Al-ashlu baqoun ma kana 'ala ma kana
b.
al-ashlu fi al-asyyai al-ibahah
c.
al-yakin la yuzalu bi as-syaq
d.
al-ashlu fi zimmatil insan ala-baroah
Sebagai
dalil syara', istishhab memiliki landasan yang kuat, baik dari segi syara'
maupun logika. Landasan dari segi syara' ialah, berbagai hasil penelitian hukum
menunjukan, bahwa suatu hukum syara' senantiasa tetap berlaku, selama belum ada
dalil yang mengubahnya.
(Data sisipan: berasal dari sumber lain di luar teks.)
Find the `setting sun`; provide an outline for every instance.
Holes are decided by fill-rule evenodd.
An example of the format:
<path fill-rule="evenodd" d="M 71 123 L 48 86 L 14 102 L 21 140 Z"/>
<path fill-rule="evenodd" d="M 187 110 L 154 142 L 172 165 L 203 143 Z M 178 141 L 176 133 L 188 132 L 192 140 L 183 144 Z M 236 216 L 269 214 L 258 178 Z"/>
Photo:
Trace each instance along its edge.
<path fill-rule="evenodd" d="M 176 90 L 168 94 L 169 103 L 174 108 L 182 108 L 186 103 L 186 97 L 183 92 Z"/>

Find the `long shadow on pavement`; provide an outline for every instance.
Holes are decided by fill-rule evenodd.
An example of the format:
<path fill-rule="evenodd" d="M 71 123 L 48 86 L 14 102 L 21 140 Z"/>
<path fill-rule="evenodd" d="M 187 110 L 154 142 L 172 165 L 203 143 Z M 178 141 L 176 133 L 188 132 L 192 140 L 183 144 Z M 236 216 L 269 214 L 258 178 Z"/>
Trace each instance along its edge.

Sebagai contoh, syara' menetapkan bahwa semua minuman
yang memabukan adalah haram, kecuali jika terjadi perubahan pada sifatnya; jika
sifat memabukannya hilang, karena berubah menjadi cuka, misalnya, maka hukumnya
berubah dari haram menjadi halal. Demikianlah watak hukum syara', ia tidak akan
berubah kecuali jika ada dalil hukum lain yang mengubahnya.
Adapun landasan dari segi logika,
secara singkat dapat ditegaskan, logika yang benar pasti mendukung sepenuhnya
prinsip al-istishhab. Misalnya, jika seseorang telah dinyatakan sebagai pemilik
suatu barang, maka logika akan menetapkan, statusnya sebagai pemilik tidak akan
berubah, kecuali jika ada alasan dalil lain yang mengubahnya. Misalnya, karena
ia menjual atau menghadiahkan barang tersebut kepada orang lain. Demikian juga,
jika seseorang telah dinyatakan sah melakukan perkawinan dengan seorang wanita,
maka logika dengan mudah menetapkan bahwa status perkawinan mereka tetap
berlaku kecuali ada dalil lain yang mengubahnya, misalnya, karena si suami
menceraikan istrinya.[3]
Kedua,
istishhab tidak dapat dijadikan dalil secara muthlaq.
Dan
mereka yang berpendapat bahwa istishhab tidak dianggap sebagai dalil, mereka
berpendapat bahwa kaidah tersebut tidak berdasarkan atas istishhab, melainkan
berdasarkan atas nash-nash yang berkaitan dengan kaidah tersebut.[4]